SLURM Integration

Warning

The implementation of this feature is not yet finished and therefore currently unavailable. This section will be updated once the feature is complete.

If you want to use a HPC cluster with SLURM to run your experiments, you can leverage the built-in SLURM integration of the framework. This allows you to distribute the execution of different algorithm configurations across multiple compute nodes managed by SLURM.

Enabling SLURM Integration

To enable SLURM integration, pass the path to a SLURM script to the run_omnirec() function using the slurm_script parameter:

from omnirec.util.run import run_omnirec

# Define SLURM configuration
slurm_script = "path/to/slurm_script.slurm"
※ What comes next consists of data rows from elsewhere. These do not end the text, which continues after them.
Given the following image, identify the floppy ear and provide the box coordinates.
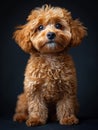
[13,24,33,53]
[70,19,87,47]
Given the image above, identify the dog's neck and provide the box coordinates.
[41,51,68,57]
[30,48,69,58]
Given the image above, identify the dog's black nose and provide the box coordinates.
[47,32,56,40]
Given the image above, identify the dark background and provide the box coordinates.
[0,0,98,129]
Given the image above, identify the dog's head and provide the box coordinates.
[13,5,87,54]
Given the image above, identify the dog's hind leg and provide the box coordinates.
[13,93,28,122]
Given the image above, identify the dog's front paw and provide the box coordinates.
[26,116,46,126]
[13,113,28,123]
[60,115,79,125]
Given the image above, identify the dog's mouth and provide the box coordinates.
[46,41,59,48]
[45,40,64,48]
[40,40,65,53]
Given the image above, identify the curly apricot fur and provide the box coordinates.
[13,5,87,126]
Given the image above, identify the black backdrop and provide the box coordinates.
[0,0,98,119]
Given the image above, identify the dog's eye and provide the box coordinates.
[55,23,62,30]
[38,25,44,31]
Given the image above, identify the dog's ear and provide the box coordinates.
[70,19,87,47]
[13,24,33,53]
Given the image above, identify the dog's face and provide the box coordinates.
[29,6,72,53]
[13,5,87,54]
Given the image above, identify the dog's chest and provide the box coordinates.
[25,54,72,101]
[28,54,68,78]
[43,56,65,82]
[39,56,67,101]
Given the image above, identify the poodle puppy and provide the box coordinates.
[13,5,87,126]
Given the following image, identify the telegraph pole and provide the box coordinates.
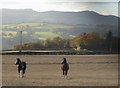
[19,31,22,53]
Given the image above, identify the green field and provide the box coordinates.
[34,32,60,40]
[1,22,73,39]
[1,22,73,29]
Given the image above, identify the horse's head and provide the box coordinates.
[63,57,66,61]
[15,58,21,65]
[61,57,67,64]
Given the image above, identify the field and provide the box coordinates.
[1,22,72,39]
[2,54,118,86]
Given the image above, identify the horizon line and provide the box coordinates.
[1,8,119,17]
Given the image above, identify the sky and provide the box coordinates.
[0,0,119,16]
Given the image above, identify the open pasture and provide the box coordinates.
[2,55,118,86]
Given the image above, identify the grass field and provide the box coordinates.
[2,54,118,86]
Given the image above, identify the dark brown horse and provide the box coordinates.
[61,58,69,78]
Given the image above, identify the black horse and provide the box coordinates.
[15,58,26,78]
[61,58,69,78]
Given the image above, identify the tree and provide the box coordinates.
[8,33,14,37]
[80,32,98,45]
[52,37,63,49]
[44,38,51,48]
[63,39,70,49]
[70,32,98,51]
[105,31,113,52]
[70,35,81,51]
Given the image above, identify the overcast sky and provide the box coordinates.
[0,0,119,16]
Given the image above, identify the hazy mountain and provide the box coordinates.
[1,9,119,25]
[1,9,119,50]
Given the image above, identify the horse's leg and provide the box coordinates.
[21,70,23,78]
[63,70,64,75]
[62,70,65,78]
[18,69,19,78]
[64,70,68,78]
[23,69,26,77]
[64,70,67,78]
[64,69,69,79]
[18,69,20,78]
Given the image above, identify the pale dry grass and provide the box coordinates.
[2,55,118,86]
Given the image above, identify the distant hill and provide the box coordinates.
[1,9,119,25]
[1,9,119,50]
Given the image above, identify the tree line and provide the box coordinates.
[13,31,119,53]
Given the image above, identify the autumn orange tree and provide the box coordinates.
[70,32,100,51]
[70,35,81,51]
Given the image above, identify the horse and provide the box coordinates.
[61,58,69,78]
[15,58,26,78]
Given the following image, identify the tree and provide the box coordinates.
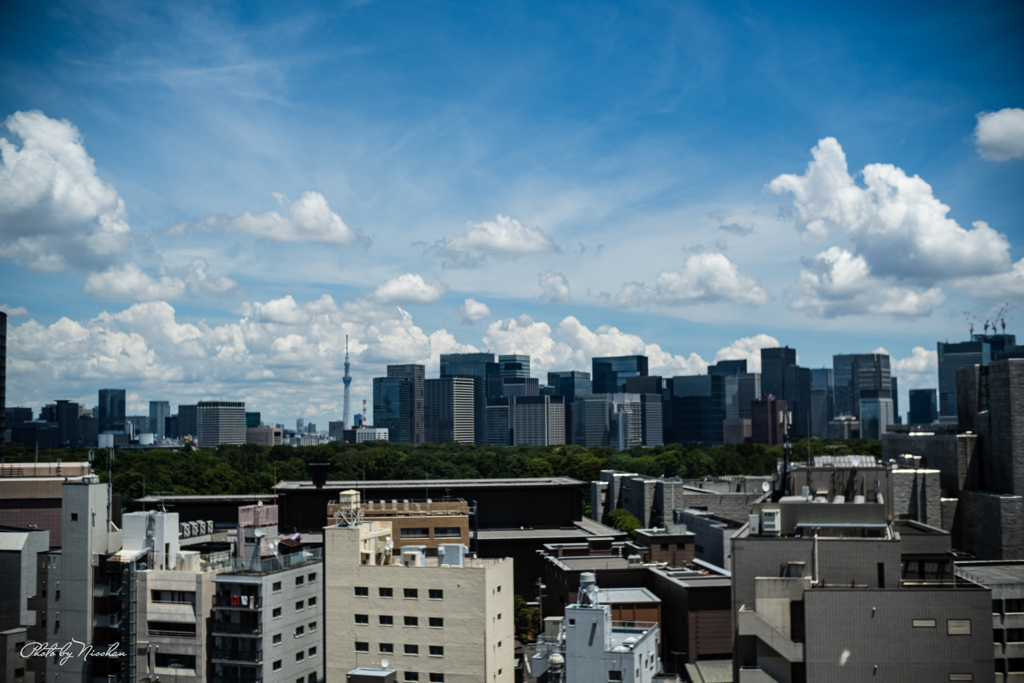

# Run experiments with SLURM integration
run_omnirec(
    datasets=dataset,
    plan=plan,
    evaluator=evaluator,
    slurm_script=slurm_script
)

SLURM Script Template

The SLURM script defines the resource requirements and execution environment for each job. Here's a template:

#!/bin/bash
#SBATCH --nodes=1
#SBATCH --cpus-per-task=1
#SBATCH --partition=medium
#SBATCH --output=${log_path}/%x_%j.out
#SBATCH --error=${log_path}/%x_%j.out
#SBATCH --job-name=${job_name}

${runner}

Template Variables

The framework provides several variables that are automatically replaced when submitting jobs:

${runner} ✅ Required

The command to execute the OmniRec runner for a specific algorithm configuration
Automatically filled by the framework
Must be included in your script

${log_path} ⬜ Optional

Path where log files should be stored
Useful for organizing SLURM output and error logs

${job_name} ⬜ Optional

Name of the SLURM job
Typically reflects the algorithm and configuration being run

Configure other SLURM directives (e.g., --nodes, --cpus-per-task, --partition, --mem) based on your cluster configuration and experiment requirements.

How It Works

When you run run_omnirec() with the slurm_script parameter, the framework will:

Generate a separate SLURM job for each algorithm configuration in your ExperimentPlan
Replace template variables (${runner}, ${log_path}, ${job_name}) with appropriate values
Submit each job to the SLURM scheduler using sbatch
Allow distributed execution across your HPC cluster's compute nodes

This enables efficient parallel execution of multiple algorithm configurations, significantly reducing total experiment time on HPC clusters.